Next-gen enterprise content management (ECM), the digital backbone of the enterprise

Abstract

Enterprise content management (ECM) today has come a long way where I feel we are in the stage of "reinventing ECM"  for today's digital world, I call it "Next-gen ECM".  New ways of digital working, content explosion across enterprise, new digital channels, content mobilization, content on cloud and multi organization eco system with even more regulatory pressures are all driving todays ECM.

ECM industry acquisition and consolidation is also driving customers who already have ECM in place to consolidate their ECM land scape and look for opportunities to move their content on cloud with migration/up gradation on their list.  Interestingly few big organization including some big banks, local government and industrial organizations I have interacted with have investment in couple of products or versions of products and are on lookout for strategic direction of managing their content across organization to align with their digital strategy.

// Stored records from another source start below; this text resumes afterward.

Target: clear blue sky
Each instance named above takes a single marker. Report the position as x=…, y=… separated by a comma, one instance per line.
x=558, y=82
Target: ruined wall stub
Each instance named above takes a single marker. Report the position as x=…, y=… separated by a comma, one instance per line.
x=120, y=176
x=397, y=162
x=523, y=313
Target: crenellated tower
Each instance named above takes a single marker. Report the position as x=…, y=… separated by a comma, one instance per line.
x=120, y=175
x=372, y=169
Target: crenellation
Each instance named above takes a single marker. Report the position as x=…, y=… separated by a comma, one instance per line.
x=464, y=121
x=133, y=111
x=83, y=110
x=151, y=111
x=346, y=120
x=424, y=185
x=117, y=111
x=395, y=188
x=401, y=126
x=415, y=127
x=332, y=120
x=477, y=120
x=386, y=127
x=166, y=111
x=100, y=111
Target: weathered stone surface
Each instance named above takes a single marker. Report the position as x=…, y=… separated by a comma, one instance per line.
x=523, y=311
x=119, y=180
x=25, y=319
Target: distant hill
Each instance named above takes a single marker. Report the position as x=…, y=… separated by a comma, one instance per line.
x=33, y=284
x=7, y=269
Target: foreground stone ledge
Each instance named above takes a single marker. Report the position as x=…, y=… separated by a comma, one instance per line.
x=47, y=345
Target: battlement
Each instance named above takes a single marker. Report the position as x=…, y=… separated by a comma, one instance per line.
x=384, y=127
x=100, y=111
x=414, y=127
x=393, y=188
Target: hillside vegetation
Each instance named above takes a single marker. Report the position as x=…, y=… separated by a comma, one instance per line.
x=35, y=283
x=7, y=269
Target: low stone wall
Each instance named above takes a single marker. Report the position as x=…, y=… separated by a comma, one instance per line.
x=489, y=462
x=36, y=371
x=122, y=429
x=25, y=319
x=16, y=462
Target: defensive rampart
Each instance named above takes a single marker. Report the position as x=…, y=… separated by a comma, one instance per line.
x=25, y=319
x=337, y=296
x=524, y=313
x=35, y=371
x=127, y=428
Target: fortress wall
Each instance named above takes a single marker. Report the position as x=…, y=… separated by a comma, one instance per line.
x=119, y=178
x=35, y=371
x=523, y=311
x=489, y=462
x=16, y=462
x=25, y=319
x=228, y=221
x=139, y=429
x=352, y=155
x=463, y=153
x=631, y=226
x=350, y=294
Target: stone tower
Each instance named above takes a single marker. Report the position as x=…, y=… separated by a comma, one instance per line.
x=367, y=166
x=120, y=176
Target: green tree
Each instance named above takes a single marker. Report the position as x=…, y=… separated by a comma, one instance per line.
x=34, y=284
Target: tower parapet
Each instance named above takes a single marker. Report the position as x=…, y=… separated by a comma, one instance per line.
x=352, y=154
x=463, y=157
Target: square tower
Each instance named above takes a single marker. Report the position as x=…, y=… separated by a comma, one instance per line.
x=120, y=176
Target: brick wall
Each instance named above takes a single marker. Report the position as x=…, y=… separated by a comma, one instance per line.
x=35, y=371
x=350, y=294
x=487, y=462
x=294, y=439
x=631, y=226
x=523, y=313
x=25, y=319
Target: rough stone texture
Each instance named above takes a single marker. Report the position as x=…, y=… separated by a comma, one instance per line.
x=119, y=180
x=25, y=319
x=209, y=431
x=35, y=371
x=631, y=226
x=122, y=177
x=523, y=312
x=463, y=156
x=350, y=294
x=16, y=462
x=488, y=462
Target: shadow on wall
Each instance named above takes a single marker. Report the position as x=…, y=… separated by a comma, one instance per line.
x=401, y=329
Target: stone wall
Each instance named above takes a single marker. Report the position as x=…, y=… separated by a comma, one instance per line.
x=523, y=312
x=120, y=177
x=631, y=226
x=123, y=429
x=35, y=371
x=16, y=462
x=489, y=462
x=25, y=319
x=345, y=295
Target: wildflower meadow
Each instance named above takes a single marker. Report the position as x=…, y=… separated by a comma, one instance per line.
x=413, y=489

According to a marketsandmarkets report the ECM market size is expected to grow from USD 28.10 Billion in 2016 to USD 66.27 Billion by 2021. North America is expected to hold the largest market share and dominate the ECM market in 2016, as this region is extremely responsive towards adoption of the latest technological advancements. From 2016 to 2021, APAC is estimated to grow at the highest rate during this forecast period and is becoming a new hotspot for ECM vendors as a revenue generating region. Furthermore, Europe is expected to be another revenue generating market, with solution market as the leading revenue generating segment as per this report.

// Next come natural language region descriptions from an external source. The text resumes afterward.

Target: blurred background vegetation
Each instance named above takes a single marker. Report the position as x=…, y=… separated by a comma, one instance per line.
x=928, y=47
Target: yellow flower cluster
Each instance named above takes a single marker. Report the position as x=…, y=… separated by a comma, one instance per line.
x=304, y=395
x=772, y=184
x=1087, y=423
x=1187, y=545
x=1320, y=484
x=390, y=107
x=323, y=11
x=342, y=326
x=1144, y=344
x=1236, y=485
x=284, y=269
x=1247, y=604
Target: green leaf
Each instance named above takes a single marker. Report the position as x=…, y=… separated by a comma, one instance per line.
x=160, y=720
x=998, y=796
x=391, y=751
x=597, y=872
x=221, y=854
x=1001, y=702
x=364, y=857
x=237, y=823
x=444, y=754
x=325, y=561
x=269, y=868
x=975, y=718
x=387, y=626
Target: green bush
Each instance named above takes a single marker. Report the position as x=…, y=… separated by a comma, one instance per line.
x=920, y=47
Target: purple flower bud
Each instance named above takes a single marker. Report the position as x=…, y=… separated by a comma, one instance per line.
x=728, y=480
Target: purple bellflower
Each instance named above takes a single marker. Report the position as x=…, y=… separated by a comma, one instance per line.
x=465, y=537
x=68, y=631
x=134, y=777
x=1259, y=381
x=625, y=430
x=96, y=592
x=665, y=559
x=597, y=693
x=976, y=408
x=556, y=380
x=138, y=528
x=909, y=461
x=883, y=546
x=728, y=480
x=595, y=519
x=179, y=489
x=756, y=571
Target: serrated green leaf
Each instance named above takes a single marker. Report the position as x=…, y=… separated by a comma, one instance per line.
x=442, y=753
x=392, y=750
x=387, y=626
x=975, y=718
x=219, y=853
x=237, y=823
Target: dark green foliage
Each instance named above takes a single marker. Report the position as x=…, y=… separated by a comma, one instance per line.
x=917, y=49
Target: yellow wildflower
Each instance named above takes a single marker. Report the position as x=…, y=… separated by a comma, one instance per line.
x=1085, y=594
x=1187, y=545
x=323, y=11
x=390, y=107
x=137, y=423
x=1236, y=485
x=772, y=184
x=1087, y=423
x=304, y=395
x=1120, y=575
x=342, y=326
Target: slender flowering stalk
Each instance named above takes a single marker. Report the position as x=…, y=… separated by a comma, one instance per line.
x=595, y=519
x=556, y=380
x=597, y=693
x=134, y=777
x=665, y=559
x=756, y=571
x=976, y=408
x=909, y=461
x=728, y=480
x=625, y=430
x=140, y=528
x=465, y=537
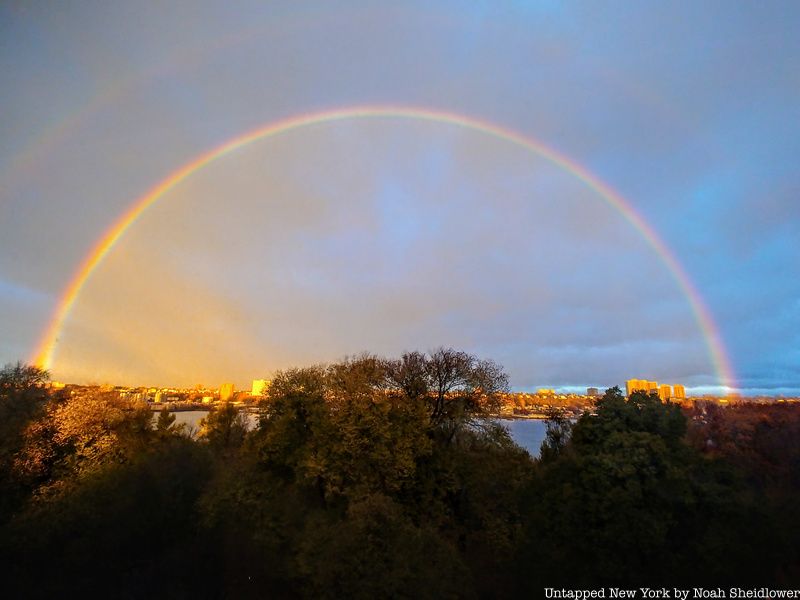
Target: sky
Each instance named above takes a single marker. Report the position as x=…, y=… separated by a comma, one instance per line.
x=388, y=234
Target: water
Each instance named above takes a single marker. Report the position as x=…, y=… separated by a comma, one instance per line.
x=528, y=433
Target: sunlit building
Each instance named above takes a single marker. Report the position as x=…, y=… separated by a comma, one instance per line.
x=260, y=387
x=225, y=392
x=635, y=385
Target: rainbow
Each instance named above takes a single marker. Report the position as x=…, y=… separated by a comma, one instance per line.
x=43, y=355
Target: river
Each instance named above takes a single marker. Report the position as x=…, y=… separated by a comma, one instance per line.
x=528, y=433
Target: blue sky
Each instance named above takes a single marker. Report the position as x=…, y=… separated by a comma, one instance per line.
x=387, y=235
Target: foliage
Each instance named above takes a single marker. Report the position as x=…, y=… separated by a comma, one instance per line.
x=224, y=428
x=372, y=477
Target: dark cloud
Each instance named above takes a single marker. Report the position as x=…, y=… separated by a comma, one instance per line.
x=392, y=235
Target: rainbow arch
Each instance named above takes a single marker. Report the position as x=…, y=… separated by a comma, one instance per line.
x=43, y=354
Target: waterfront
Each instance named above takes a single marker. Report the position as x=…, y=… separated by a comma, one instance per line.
x=528, y=433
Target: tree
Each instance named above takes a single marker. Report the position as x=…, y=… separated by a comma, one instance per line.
x=82, y=433
x=224, y=428
x=457, y=388
x=23, y=396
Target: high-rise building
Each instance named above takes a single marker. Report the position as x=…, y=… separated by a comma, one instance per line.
x=636, y=385
x=260, y=387
x=225, y=392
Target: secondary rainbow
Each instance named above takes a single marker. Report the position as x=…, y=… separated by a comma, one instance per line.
x=43, y=355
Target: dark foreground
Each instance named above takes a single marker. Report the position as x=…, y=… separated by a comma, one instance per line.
x=383, y=478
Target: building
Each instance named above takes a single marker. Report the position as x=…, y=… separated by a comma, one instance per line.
x=635, y=385
x=641, y=385
x=225, y=392
x=260, y=387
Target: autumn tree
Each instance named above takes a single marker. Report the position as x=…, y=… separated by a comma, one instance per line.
x=458, y=389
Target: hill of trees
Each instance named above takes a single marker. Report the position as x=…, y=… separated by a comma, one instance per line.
x=378, y=477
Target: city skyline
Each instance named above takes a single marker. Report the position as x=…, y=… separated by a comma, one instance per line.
x=579, y=193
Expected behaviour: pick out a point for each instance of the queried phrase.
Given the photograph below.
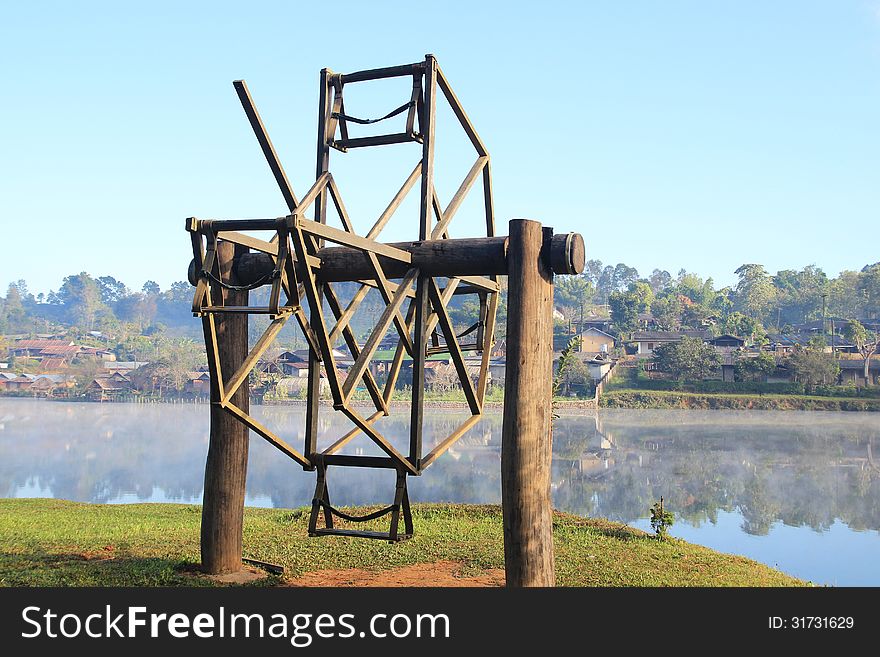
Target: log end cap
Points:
(567, 253)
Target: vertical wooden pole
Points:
(526, 442)
(422, 308)
(322, 166)
(226, 466)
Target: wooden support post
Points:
(226, 466)
(526, 442)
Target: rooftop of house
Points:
(873, 365)
(65, 350)
(52, 363)
(727, 337)
(125, 364)
(592, 330)
(669, 336)
(40, 344)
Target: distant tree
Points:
(799, 294)
(111, 289)
(754, 368)
(844, 297)
(574, 292)
(742, 326)
(864, 340)
(689, 359)
(722, 304)
(643, 294)
(81, 297)
(695, 288)
(755, 292)
(667, 312)
(624, 311)
(811, 365)
(869, 289)
(694, 316)
(659, 280)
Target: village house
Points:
(32, 348)
(198, 383)
(108, 387)
(647, 341)
(594, 341)
(598, 366)
(852, 372)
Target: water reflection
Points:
(751, 474)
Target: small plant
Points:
(661, 519)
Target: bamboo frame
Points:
(294, 247)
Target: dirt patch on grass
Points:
(438, 573)
(246, 575)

I feel well defined Next-gen ECM strategies aligned with organization process management, customer experience and communication (CXC) strategies integrated with core applications will be key to enable "Future Digital Shared Services" and "Outsourcing " of key LOB process in industries like BFSI, telecom, health care, retail, education and across organizations horizontal process in the area of finance and accounting (accounts payable, accounts receivable, invoice processing etc.), human resources, procurement and supply chain among others.

ECM journey so far

From innovation in 1990's with client server commuting and file-based systems to store and manage content to industry consolidation in early 2000's with the acquisitions by IBM, OpenText, EMC and HP, ECM today has come a long way. Today I feel we are in  the 'reinventing ECM' stage. I call it the 'Next-gen ECM' where ECM is without borders, helping manage new digital content sources, process and media types, mobilize content, and bring in intelligence as differentiator.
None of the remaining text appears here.